Every month I go to a writer's group at my local library where we talk about books, publishing, and all the things that writers specifically like to grumble about. Recently we've had some fun with prompts. I got a kick out of the one I did last month so I thought I'd share the results. The prompt was: “You've been asked to buy ingredients and prepare a meal for another family. Write about the experience”. “Sue-Ellen resettled the casserole dish in the crook of her elbow, the rich smell of barbecue floating up to remind her of home. Her barbecue was world famous...well, only if you counted the small town of Cut-n-Shoot, Texas as the world and only if famous meant winning the cook-off at the county fair. Still, she was proud of that barbecue and rightly so. It could lay Jim flat for an entire afternoon- knock him out on the couch with his feet on the coffee table, proudly displaying the hole in his sock, his mouth open in an odorous, sonorous snore which drowned out the football game playing on the TV. Lord, she loved that man and how he ate her barbecue.”

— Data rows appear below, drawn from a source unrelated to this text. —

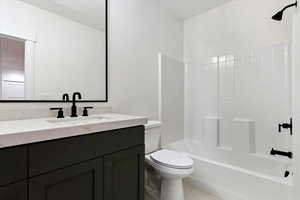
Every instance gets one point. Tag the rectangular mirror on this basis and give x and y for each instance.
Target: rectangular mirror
(52, 47)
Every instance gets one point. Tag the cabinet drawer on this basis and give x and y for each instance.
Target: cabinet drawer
(47, 156)
(79, 182)
(13, 166)
(17, 191)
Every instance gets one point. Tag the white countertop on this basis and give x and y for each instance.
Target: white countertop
(13, 133)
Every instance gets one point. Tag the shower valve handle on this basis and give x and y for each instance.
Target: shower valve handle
(286, 126)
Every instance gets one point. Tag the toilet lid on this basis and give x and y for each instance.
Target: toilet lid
(172, 159)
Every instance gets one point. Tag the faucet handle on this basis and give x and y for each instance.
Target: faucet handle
(60, 113)
(85, 111)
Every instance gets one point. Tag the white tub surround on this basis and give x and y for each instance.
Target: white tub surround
(21, 132)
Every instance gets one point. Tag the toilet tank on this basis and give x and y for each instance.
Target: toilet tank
(153, 132)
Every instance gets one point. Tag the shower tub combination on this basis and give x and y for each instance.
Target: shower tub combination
(232, 181)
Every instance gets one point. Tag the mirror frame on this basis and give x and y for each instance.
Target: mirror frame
(106, 74)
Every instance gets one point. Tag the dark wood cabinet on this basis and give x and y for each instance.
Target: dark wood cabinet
(13, 166)
(79, 182)
(124, 175)
(17, 191)
(99, 166)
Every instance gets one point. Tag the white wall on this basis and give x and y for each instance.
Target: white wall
(296, 105)
(69, 56)
(140, 29)
(171, 99)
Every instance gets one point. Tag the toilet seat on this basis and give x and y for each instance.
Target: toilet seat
(172, 159)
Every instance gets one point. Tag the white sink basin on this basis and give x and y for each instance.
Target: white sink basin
(78, 120)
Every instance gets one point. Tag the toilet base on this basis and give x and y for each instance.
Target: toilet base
(172, 189)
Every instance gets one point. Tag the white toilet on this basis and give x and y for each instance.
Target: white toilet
(170, 165)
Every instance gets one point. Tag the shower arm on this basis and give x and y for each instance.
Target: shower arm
(291, 5)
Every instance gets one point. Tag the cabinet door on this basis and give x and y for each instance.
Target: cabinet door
(17, 191)
(124, 175)
(79, 182)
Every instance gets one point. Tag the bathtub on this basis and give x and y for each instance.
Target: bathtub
(229, 177)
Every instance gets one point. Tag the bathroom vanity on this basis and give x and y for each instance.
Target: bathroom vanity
(72, 160)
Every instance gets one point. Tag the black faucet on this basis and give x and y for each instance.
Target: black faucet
(74, 108)
(66, 97)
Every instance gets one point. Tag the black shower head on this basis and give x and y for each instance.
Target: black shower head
(278, 16)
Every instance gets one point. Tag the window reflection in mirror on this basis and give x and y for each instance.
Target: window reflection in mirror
(51, 47)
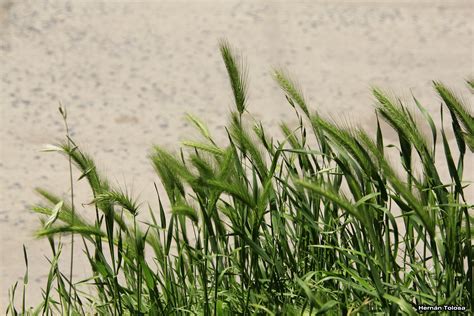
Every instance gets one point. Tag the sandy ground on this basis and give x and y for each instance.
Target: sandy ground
(129, 71)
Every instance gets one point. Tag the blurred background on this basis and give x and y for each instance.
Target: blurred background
(128, 71)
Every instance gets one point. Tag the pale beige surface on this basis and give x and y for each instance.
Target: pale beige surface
(129, 71)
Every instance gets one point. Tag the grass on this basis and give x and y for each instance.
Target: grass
(277, 227)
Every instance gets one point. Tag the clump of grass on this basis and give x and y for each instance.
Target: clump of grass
(266, 226)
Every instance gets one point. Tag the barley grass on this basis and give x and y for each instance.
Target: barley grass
(277, 227)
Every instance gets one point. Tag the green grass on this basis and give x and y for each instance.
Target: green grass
(278, 227)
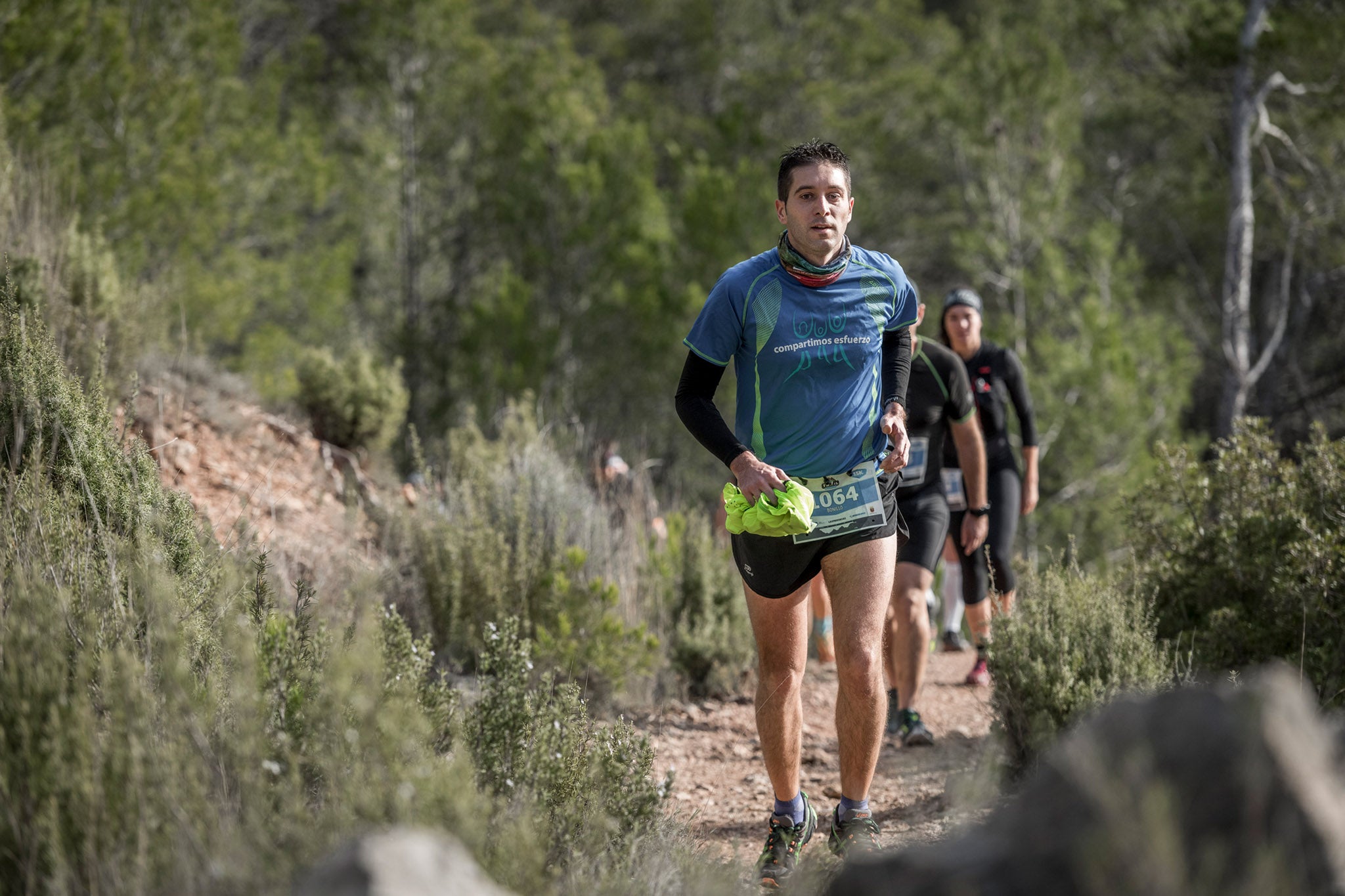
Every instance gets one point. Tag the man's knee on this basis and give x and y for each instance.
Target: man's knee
(780, 677)
(858, 666)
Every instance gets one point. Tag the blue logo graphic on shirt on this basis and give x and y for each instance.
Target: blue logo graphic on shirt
(818, 341)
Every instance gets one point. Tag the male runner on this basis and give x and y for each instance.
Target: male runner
(997, 381)
(818, 333)
(938, 399)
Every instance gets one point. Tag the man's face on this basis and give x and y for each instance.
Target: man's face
(963, 326)
(817, 211)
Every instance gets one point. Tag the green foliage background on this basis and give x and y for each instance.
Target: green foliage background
(536, 195)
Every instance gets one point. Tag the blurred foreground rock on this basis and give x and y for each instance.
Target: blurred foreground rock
(1199, 790)
(401, 861)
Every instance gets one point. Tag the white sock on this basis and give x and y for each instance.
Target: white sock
(953, 605)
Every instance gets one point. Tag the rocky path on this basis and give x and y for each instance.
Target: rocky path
(722, 790)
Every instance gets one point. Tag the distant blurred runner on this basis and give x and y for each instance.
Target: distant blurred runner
(938, 400)
(997, 379)
(817, 330)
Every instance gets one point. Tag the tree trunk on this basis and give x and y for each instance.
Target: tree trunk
(405, 85)
(1242, 223)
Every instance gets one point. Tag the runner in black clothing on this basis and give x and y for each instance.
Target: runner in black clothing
(997, 379)
(938, 399)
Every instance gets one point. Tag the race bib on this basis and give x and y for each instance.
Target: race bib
(915, 469)
(844, 504)
(953, 489)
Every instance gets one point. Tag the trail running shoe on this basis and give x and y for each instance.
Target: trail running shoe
(914, 733)
(954, 643)
(853, 837)
(979, 675)
(783, 845)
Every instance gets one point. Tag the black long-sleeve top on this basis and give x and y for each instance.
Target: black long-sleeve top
(997, 379)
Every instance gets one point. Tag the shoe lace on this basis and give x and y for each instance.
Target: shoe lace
(779, 837)
(861, 829)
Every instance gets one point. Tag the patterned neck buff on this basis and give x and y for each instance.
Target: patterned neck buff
(806, 272)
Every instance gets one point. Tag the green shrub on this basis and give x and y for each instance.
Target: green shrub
(711, 647)
(537, 742)
(173, 726)
(1072, 644)
(353, 402)
(516, 531)
(1246, 554)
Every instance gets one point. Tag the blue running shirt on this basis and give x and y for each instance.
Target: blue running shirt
(807, 359)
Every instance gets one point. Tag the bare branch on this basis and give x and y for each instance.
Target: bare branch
(1266, 127)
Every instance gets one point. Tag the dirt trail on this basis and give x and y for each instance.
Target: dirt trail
(722, 790)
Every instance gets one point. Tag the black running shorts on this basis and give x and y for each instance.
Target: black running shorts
(926, 513)
(776, 567)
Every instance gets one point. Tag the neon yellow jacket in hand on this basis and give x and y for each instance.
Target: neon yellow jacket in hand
(790, 515)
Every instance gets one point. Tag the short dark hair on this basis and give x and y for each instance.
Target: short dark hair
(810, 154)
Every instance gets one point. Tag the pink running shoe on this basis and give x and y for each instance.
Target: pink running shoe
(979, 675)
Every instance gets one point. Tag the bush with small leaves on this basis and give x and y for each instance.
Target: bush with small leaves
(1245, 554)
(533, 739)
(1072, 644)
(712, 647)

Nothing earth-shattering, but I have to admit I fell in love with Jim a little bit. I know, I know. I got kind of derailed and somewhere out there that poor family is still waiting for their dinner.

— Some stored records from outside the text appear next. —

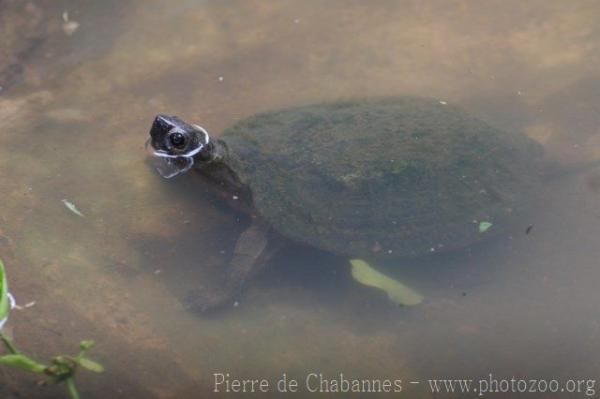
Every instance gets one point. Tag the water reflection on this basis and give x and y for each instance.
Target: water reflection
(73, 125)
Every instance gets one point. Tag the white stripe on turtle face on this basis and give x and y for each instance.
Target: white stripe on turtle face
(167, 168)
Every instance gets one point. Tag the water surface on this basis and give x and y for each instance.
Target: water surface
(75, 109)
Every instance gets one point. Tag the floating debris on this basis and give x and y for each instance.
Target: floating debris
(484, 226)
(29, 305)
(71, 206)
(397, 292)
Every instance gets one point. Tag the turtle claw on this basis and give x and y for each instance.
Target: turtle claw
(203, 300)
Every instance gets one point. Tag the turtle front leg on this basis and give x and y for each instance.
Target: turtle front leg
(251, 254)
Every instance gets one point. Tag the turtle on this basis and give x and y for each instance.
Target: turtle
(374, 179)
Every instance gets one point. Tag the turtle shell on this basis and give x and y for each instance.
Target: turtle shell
(395, 177)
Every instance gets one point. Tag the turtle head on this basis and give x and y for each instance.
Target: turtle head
(176, 144)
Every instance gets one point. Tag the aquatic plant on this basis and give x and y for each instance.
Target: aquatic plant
(62, 368)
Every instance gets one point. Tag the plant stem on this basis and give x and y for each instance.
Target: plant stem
(73, 393)
(9, 345)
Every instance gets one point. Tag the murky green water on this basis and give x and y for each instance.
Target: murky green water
(75, 108)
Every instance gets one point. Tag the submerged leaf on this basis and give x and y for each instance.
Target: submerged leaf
(397, 292)
(90, 365)
(4, 302)
(484, 226)
(71, 206)
(23, 362)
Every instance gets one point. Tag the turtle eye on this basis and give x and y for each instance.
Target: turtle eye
(177, 140)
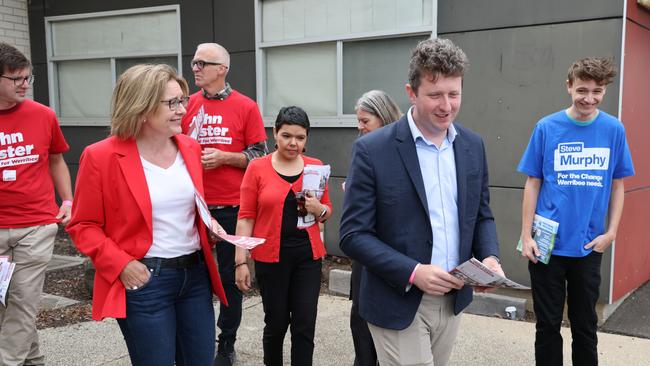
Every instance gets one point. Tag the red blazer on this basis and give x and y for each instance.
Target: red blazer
(262, 198)
(112, 221)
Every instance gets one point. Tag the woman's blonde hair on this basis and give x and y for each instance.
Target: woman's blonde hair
(137, 94)
(380, 104)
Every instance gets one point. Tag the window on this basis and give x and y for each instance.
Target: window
(322, 55)
(88, 52)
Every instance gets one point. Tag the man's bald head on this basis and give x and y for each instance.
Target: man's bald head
(217, 51)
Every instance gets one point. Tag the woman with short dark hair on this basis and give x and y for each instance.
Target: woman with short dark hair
(288, 264)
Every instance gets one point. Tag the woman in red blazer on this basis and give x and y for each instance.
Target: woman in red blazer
(288, 264)
(135, 216)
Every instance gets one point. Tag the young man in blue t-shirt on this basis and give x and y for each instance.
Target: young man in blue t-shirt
(575, 161)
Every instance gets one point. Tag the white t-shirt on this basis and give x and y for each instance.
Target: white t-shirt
(173, 209)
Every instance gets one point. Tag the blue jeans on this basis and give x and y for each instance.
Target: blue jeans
(171, 318)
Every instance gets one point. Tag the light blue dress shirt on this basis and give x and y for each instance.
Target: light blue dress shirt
(438, 168)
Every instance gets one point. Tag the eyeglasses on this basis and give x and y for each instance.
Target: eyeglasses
(200, 64)
(20, 80)
(173, 104)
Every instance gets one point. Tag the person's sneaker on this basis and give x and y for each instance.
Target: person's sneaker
(225, 359)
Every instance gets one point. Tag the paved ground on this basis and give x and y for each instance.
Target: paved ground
(482, 341)
(633, 316)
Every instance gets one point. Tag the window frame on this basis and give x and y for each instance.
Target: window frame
(52, 78)
(340, 119)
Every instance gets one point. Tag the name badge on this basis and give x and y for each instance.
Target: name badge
(8, 175)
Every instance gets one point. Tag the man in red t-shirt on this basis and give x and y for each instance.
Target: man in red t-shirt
(31, 166)
(229, 127)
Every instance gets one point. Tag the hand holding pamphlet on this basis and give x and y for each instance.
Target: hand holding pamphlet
(245, 242)
(6, 271)
(314, 181)
(475, 273)
(544, 232)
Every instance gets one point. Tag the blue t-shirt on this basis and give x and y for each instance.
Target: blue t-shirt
(576, 163)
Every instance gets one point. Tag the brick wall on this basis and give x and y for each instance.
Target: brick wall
(14, 28)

We've had some discussion in our group about the helpfulness of prompts. Some people felt that prompts were only for those beginners who needed help with their writing. Prompts were below Advanced writers.

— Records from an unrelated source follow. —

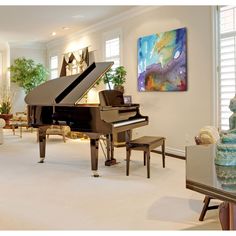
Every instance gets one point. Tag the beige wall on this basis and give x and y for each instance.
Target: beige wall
(175, 115)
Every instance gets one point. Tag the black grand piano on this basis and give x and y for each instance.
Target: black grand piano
(56, 102)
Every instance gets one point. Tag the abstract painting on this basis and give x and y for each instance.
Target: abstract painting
(162, 61)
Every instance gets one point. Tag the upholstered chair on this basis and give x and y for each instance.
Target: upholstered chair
(207, 135)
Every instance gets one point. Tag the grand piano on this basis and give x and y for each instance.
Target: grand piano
(56, 102)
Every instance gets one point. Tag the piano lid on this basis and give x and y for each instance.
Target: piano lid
(67, 90)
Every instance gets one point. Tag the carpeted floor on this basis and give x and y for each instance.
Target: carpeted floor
(61, 194)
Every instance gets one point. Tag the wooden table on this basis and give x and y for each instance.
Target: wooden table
(203, 176)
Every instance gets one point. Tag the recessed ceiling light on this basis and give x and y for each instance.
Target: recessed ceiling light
(65, 28)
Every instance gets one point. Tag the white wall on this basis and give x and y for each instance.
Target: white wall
(176, 115)
(37, 52)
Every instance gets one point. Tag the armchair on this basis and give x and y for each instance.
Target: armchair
(207, 135)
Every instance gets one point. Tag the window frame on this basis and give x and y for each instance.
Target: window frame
(217, 65)
(54, 69)
(109, 36)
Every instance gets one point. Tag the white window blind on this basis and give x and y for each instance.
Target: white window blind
(54, 67)
(112, 51)
(227, 56)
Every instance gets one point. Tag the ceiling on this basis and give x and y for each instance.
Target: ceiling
(36, 23)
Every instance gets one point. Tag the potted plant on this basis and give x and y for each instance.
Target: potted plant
(27, 74)
(115, 77)
(119, 78)
(5, 107)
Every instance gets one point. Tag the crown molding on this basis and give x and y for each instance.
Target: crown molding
(32, 45)
(138, 10)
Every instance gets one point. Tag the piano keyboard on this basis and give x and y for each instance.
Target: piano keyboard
(128, 122)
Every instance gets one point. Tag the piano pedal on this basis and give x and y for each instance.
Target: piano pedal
(110, 162)
(95, 174)
(41, 160)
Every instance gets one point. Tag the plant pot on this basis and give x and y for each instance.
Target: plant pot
(119, 88)
(7, 118)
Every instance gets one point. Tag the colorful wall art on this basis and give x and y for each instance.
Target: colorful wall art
(162, 61)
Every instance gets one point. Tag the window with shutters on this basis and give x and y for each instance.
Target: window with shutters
(227, 61)
(112, 51)
(54, 67)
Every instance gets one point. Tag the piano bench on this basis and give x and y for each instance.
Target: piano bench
(145, 144)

I think that's a bunch of hooey. Now, to be fair, I never used to like prompts. I hate being told when and what to write. I also really suck at short fiction (flash fiction isn't even on my radar). Ideas that start off as short stories somehow gain the momentum of a runaway truck and end up 60 or 70,000 words long.

But I've started to see the beauty of prompts. They make me stretch and grow as a writer. Just like rehab, the process can be painful. Sometimes tears are involved. I definitely get that look my therapists recognized as extreme concentration: eyebrows lowered, tongue sticking out, and sweat pooling in places where girls like to pretend they don't sweat. Having to write something so specific and not in my genre is scary, but it's not pointless. The only way to get better at what I do is to practice. I write young adult fantasy. As you can see, the prompt above does not scream fantasy, but I learned something from writing it. And no matter where you are in your writing career, you can always learn something new.

So, stretch yourself a bit. If what you write is totally stupid and you just want to crumple it up in a melodramatic gesture common to writers throughout the ages- but you can't because it's on a computer screen- then you never have to look at it again. But who knows? It might spark a greater work. Or breathe life into something you've been slaving over for a while. Writing's hard. Admit it, suck it up, and put in the time.